Do calor de 44 graus pro temporal no Rio, artigo de Beatriz Diniz
[EcoDebate] No sábado 2/2 teve termômetro marcando 44 graus na zona Sul do Rio. Na noite de 6/2 desabou um temporal com enorme volume de água em poucas horas. A cidade entrou em estágio de crise e amanheceu mergulhada no caos depois da chuvona prevista. Ano passado, também em fevereiro, a cidade entrou em estágio de crise depois de temporal [confere aqui]. Isso quer dizer que a prefeitura teve um ano pra preparar cidade e moradores pra lidar com a realidade do clima extremo, chuva e calor mais fortes, e não preparou. Resultado: mais uma tragédia, 7 pessoas mortas [até 10/2], famílias desabrigadas, moradias destruídas [invadidas por água, lama, esgoto e lixo], quase 600 árvores caídas, alagamentos, deslizamentos, prejuízos ambientais, sociais e econômicos.
Na “nova era” de tantas ôtoridades eleitas em nome de Deus tá faltando enxergar a natureza como criação divina e operar o milagre de respeitar as leis humanas de proteção ao meio ambiente, que valorizam a vida e propiciam que as pessoas vivam melhor. Chove desde que o mundo é mundo. Só que no já cotidiano das mudanças climáticas, governantes e parlamentares precisam investir em preparar as cidades e seus moradores pra chuva e calor mais intensos. Negar Ciência, aquecimento global e mudança do clima não faz deixar de existir o que de fato já tá rolando. E sim, é nas favelas e periferias que ignorância e irresponsabilidade das ôtoridades causam os maiores prejuízos.
Prefeito negacionista
“Tragédias inesperadas”, disse o prefeito do Rio, Marcelo Crivella, sobre os impactos do temporal. Inesperadas porque negacionistas não reconhecem a Ciência. Inesperadas porque negacionistas não admitem fatos cientificamente comprovados. Inesperadas porque é mais fácil falar qualquer achismo depois do que fazer o necessário antes, como investir em prevenção de enchentes e contenção de encostas.
O prefeito culpa a chuva mas é incapaz de reconhecer a incompetência da própria “gestão”, que reduziu serviços públicos, como limpeza de bueiros e até varrição de lixo. A prefeitura aplicou apenas 22% do orçamento pra ações de controle de enchentes e contenção de encostas em 2017 e 2018, deixou de gastar R$ 564 milhões dos R$ 731 milhões disponíveis [acessa aqui matéria com esse levantamento do UOL nos dados do Portal da Transparência e da Lei Orçamentária Anual].

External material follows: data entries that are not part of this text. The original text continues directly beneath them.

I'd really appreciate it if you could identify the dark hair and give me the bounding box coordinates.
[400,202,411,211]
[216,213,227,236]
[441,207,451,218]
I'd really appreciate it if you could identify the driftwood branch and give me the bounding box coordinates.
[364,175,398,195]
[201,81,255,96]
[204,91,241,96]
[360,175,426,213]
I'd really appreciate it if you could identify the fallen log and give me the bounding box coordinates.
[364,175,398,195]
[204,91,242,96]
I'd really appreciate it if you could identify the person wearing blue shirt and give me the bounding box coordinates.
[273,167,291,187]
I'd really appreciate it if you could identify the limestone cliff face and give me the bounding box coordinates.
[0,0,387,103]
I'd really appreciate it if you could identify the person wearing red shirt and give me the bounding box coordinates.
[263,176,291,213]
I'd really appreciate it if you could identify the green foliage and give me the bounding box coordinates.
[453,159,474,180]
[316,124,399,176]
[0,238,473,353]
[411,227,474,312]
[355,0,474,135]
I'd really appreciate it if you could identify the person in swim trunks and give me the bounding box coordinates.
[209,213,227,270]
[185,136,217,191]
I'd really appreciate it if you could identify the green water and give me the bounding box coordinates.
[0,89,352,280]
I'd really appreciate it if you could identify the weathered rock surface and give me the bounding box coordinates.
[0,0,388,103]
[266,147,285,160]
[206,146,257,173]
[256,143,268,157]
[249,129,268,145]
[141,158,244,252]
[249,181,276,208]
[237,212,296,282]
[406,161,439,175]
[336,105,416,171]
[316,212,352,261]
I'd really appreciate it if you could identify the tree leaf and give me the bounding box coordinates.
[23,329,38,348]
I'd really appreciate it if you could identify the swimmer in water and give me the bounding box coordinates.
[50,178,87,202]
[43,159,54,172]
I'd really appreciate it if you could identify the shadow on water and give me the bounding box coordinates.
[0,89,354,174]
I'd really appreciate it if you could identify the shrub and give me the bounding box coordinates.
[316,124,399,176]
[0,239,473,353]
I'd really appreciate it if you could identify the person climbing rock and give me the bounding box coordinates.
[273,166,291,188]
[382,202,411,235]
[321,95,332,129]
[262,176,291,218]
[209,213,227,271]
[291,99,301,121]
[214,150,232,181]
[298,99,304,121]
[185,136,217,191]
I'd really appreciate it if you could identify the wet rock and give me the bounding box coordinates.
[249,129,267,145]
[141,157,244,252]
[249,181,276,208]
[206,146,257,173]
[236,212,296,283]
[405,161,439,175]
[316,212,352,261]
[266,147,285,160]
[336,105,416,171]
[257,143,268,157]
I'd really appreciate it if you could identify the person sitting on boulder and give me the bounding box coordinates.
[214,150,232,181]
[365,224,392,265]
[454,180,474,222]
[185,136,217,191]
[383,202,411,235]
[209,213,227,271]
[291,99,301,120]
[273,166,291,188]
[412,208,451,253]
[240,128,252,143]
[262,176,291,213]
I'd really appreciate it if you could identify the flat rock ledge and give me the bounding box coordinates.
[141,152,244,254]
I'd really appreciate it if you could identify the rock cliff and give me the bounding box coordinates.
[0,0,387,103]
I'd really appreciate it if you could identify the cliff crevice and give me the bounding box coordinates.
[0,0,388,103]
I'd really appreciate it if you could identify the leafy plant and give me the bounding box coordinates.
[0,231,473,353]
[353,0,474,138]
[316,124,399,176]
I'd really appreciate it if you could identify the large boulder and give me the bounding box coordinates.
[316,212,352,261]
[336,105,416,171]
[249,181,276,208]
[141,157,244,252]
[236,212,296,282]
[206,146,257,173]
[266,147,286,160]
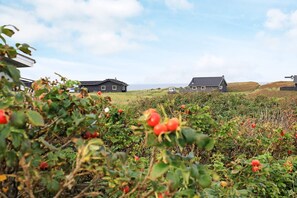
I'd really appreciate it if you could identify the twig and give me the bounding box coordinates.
[121,147,156,198]
[0,191,8,198]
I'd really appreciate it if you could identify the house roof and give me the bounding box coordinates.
[100,79,128,86]
[80,79,128,86]
[189,76,227,86]
[80,81,102,86]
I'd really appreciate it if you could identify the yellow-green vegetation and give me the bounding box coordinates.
[228,82,260,92]
[102,89,167,106]
[259,81,294,90]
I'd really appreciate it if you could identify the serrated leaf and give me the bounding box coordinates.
[6,65,21,82]
[181,128,197,144]
[150,162,169,180]
[196,134,214,151]
[26,110,44,126]
[198,174,211,188]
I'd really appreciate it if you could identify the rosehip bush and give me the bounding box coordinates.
[0,26,214,197]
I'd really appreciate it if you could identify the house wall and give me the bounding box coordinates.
[83,82,127,92]
[190,86,227,92]
[99,82,127,92]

Apesar dos dados, o prefeito nega diminuição dos gastos em prevenção de enchentes e proteção de encostas. “Nesses meus 2 anos de governo eu não sei se teve um outro setor que nos preocupasse tanto quanto as contenções de encostas, fizemos mais de 40 ontem, 40 ano passado”. Crivella não sabe mesmo. De 2013 pra 2018: queda de 77% nos gastos com prevenção de enchentes e de 58% com proteção de encostas [olha aqui na reportagem do RJTV].
Crivella fala em nome de Deus, é pastor, mistura suas opiniões pessoais com a função de prefeito. Chuva é um fenômeno natural, pra religiosos então seria uma criação divina. Como pode transferir pra chuva a culpa pelo caos na cidade? Só que o fenômeno natural é agravado pela interferência humana registrada pela Ciência. Chega a ser pecado negar mudança do clima.

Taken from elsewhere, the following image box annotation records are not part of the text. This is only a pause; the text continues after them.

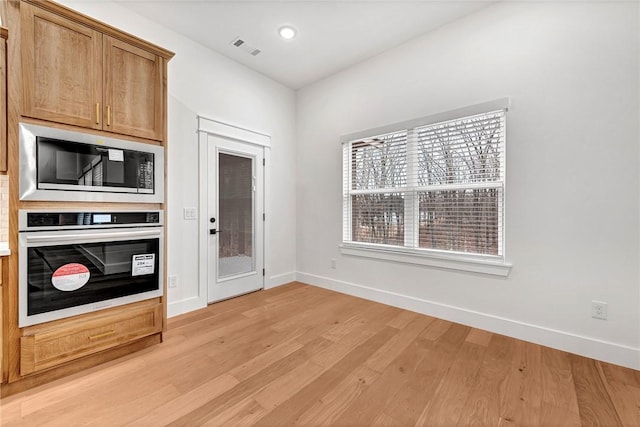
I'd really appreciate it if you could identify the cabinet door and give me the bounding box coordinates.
[20,2,102,129]
[0,31,7,172]
[104,36,164,140]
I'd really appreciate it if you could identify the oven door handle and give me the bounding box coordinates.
[25,230,162,244]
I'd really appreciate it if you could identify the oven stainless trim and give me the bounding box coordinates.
[18,226,164,328]
[18,208,164,232]
[19,123,164,203]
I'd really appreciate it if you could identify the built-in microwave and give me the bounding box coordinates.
[20,123,164,203]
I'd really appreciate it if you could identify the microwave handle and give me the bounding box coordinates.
[25,230,162,243]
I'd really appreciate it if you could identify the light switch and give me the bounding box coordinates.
[183,208,198,219]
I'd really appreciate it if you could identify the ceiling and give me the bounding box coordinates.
[116,0,492,89]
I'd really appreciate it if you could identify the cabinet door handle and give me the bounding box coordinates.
[89,331,116,341]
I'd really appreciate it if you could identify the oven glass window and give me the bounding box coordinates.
[27,239,160,316]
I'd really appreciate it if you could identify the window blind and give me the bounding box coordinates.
[343,110,506,256]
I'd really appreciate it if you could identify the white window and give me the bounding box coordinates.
[343,100,508,274]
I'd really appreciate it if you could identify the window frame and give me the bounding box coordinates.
[339,98,511,276]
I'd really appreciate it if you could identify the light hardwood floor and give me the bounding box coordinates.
[0,283,640,427]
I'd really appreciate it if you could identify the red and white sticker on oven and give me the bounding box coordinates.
[51,262,91,292]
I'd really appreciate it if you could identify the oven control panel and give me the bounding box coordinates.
[19,210,163,231]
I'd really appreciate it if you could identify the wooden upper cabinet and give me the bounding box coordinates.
[21,2,166,141]
[0,27,8,173]
[103,36,164,140]
[21,3,102,129]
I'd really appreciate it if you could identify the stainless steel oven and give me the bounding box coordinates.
[19,123,164,203]
[18,210,164,327]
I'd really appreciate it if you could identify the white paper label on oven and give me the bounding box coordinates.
[109,148,124,162]
[51,262,91,292]
[131,254,156,276]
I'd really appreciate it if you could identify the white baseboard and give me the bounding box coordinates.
[296,272,640,370]
[167,296,207,317]
[264,271,296,289]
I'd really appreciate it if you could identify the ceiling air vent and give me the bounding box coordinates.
[230,37,262,56]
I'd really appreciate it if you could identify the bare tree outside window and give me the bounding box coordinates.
[418,112,504,255]
[344,111,505,256]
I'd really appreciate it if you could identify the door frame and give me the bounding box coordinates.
[197,116,271,306]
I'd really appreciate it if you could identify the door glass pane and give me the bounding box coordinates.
[218,153,255,277]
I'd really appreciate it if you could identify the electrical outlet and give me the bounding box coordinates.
[169,275,178,288]
[182,208,198,219]
[591,301,607,320]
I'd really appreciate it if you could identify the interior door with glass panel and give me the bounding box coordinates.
[206,135,264,303]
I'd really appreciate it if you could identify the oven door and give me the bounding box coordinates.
[19,227,164,327]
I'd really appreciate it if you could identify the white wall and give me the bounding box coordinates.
[62,1,296,316]
[297,2,640,369]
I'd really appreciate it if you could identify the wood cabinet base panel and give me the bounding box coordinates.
[0,333,162,397]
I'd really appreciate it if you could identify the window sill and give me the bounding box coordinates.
[340,243,511,277]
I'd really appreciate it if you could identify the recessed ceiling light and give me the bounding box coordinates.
[278,25,296,40]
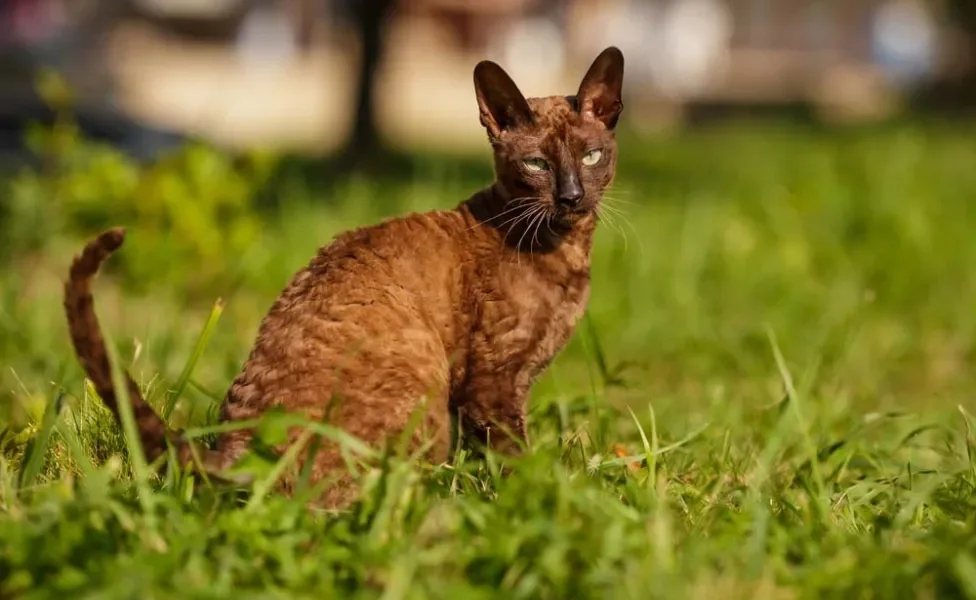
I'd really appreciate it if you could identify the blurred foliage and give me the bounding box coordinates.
[0,74,277,292]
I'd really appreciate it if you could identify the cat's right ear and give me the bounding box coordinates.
[474,60,533,138]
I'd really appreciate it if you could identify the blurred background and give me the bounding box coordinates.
[0,0,976,418]
[0,0,976,161]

Prefeito negacionista tem o mesmo efeito que corrupto, rouba da gente políticas públicas que salvam vidas, que preparam cidades e moradores pra cuidar do ambiente e diminuir riscos de mortes e prejuízos ambientais, sociais e econômicos.
Rio tinha estratégia de resiliência
A cidade maravilhosa tinha uma estratégia de resiliência, foi lançada em maio de 2016 pelo ex-prefeito Eduardo Paes. Uma estratégia pioneira [Rio Resiliente] pra enfrentar efeitos das mudanças climáticas e desafios urbanos. Foi a primeira cidade no Hemisfério Sul a lançar um programa específico pra resiliência. A prefeitura tava investindo na resiliência do Rio desde 2009. Paes foi líder do C40 [grupo de prefeitos de megacidades dedicados a preparar cidades e pessoas pro maior desafio que a humanidade precisa enfrentar: mudanças climáticas] e proveu a cidade com legislação, estudos e programas. Agora dá pra notar que faltou dialogar com a sociedade.
O prefeito Crivella passou a gestão do Rio Resiliente pra Subsecretaria de Planejamento e Gestão Governamental em 2017, antes sob responsabilidade do Centro de Operações. No entanto, no site da prefeitura nem com a busca se consegue achar alguma menção à estratégia de resiliência da cidade. O site Rio Resiliente não existe mais. No Facebook tem a página Rio Sustentável e Resiliente, do escritório de planejamento da Prefeitura do Rio, com publicação mais recente de 4/2, sem nenhuma informação de serviço ou educação e sem link de referência governamental.
A cidade do Rio ainda integra o C40. A sociedade ainda não tem nem como imaginar o que isso representa. Uma busca por C40 no site da prefeitura dá zero ocorrência. Apesar de ter assinado compromisso de desenvolver planos ambiciosos de ação climática até 2020, é pra “inglês ver”, pra constar, pra prefeitura não passar o vexame internacional de pedir pra sair. Prova disso é o segundo temporal caótico na “gestão” Crivella sem qualquer avanço em conservação, prevenção e educação ambiental, só a mesma reação que sobrecarrega Comlurb, Defesa Civil, CET-Rio e Bombeiros.
Tempo, clima e resiliência
O janeiro de 2019 na cidade do Rio foi 4.9 graus mais quente que a média normal no período. Foi o janeiro mais quente em 97 anos. Não é difícil notar que algo mudou, já que não é um pequeno aumento da temperatura.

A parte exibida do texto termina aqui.